How to remove pre-existing Tags from a batch of documents?

Hi:

This is my first post to this Forum. I have been reading it for a long time and must say admire the helpfulness of you all.

For some years, I’ve been using DTPO as a document warehouse and search facility (and the sometimes use of the AI), I’ve now decided to start clean all over again. I cleaned out all my documents spread over multiple macs and external drives. I’m now renaming and importing them back into DT Pro Office. These are tens of thousands of documents - mainly pdf and word. Some are duplicates and I’m slowly culling them. I’ve renaming the ones I keep with the YYYY-MM-DD convention and a lot information in the title. It’s going to be a long journey …

I’m importing my files into a DTPO database and then cull, rename and sort. I want to use tags as well. I’ll post on my tagging convention for social sciences/legal/political research and work separately.
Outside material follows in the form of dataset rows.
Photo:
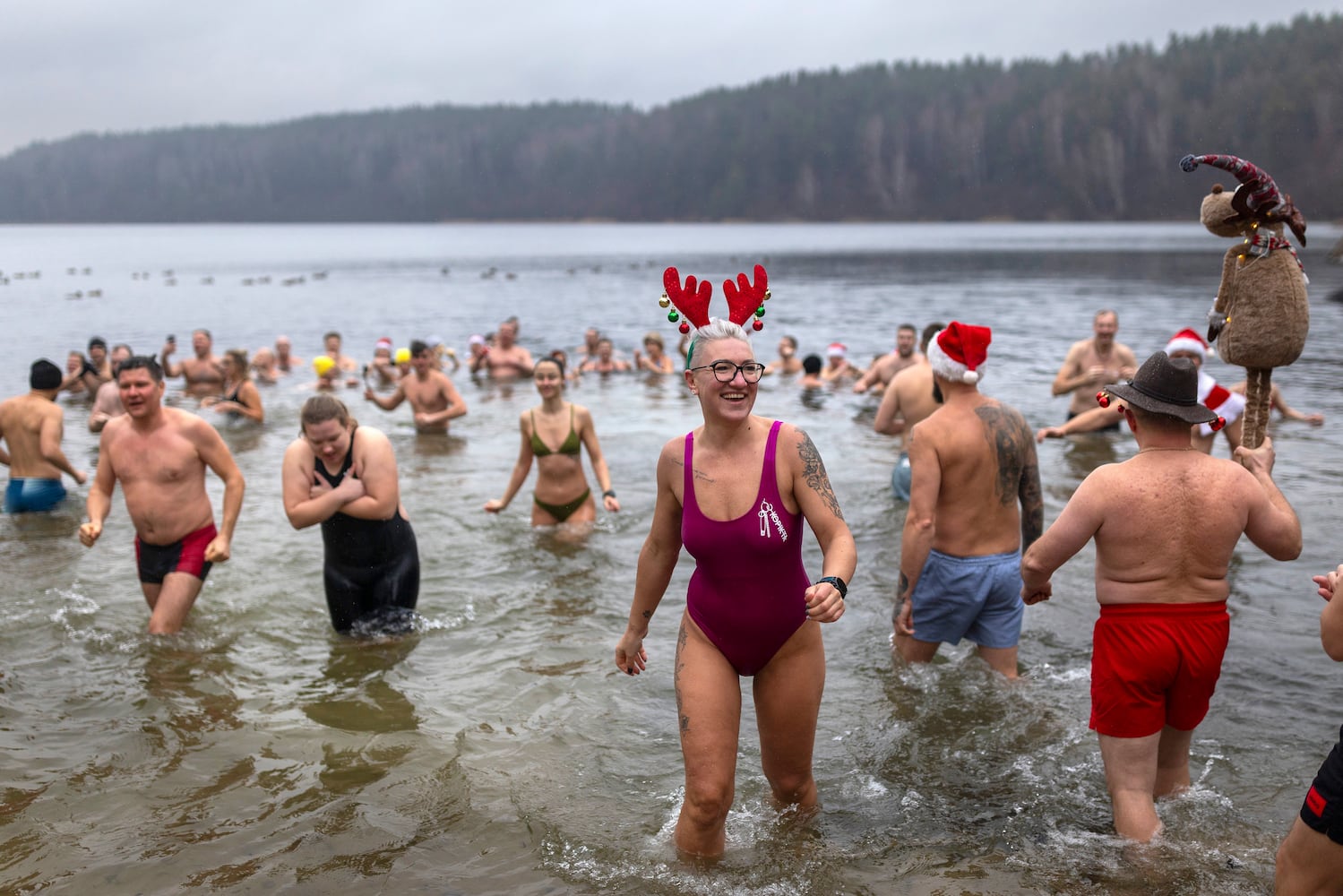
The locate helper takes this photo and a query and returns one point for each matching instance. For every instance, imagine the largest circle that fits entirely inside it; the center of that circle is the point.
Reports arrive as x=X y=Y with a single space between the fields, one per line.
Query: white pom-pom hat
x=958 y=352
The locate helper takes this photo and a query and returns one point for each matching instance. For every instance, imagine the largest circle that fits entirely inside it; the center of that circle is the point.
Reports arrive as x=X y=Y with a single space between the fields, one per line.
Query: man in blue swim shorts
x=974 y=504
x=31 y=427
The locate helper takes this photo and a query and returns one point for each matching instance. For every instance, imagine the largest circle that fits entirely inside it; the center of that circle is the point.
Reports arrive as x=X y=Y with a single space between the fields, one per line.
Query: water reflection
x=353 y=694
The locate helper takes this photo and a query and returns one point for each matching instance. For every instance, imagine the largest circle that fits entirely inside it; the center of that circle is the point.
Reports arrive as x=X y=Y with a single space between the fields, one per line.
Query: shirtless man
x=204 y=373
x=1166 y=522
x=31 y=426
x=879 y=375
x=505 y=358
x=788 y=360
x=974 y=462
x=433 y=397
x=1224 y=403
x=160 y=455
x=837 y=365
x=285 y=360
x=907 y=400
x=107 y=403
x=1093 y=362
x=332 y=343
x=606 y=362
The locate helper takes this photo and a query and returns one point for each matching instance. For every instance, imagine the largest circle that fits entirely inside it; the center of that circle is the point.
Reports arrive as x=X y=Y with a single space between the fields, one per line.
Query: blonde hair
x=715 y=331
x=320 y=409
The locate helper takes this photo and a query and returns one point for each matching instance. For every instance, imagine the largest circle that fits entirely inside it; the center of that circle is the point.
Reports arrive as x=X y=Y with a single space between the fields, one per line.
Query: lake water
x=498 y=750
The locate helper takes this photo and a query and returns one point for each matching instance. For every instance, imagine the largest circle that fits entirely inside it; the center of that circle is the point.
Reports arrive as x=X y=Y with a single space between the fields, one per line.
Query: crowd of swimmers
x=735 y=495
For now, I’ve got a problem.

When I import my documents, most of them have pre-existing tags that are unhelpful and do not fit my worldview. I’d like to delete all tags from all the documents and start afresh. But I’d like to hold on to the documents as they are – I only want to delete the tags. I’ve been searching this Forum and google but haven’t been able to figure out how to batch delete tags from a set of files imported (not indexed) into DTPO. (I’ve also got the originals outside).

The difficulty with using the enclosed DT Script is that it requires me to enter the tag I want to delete. But with a pre-existing tag list of some 500 tags, this is sort of impossible.

So my question: any way I can batch delete all tags from all documents in DTPO without deleting the documents themselves?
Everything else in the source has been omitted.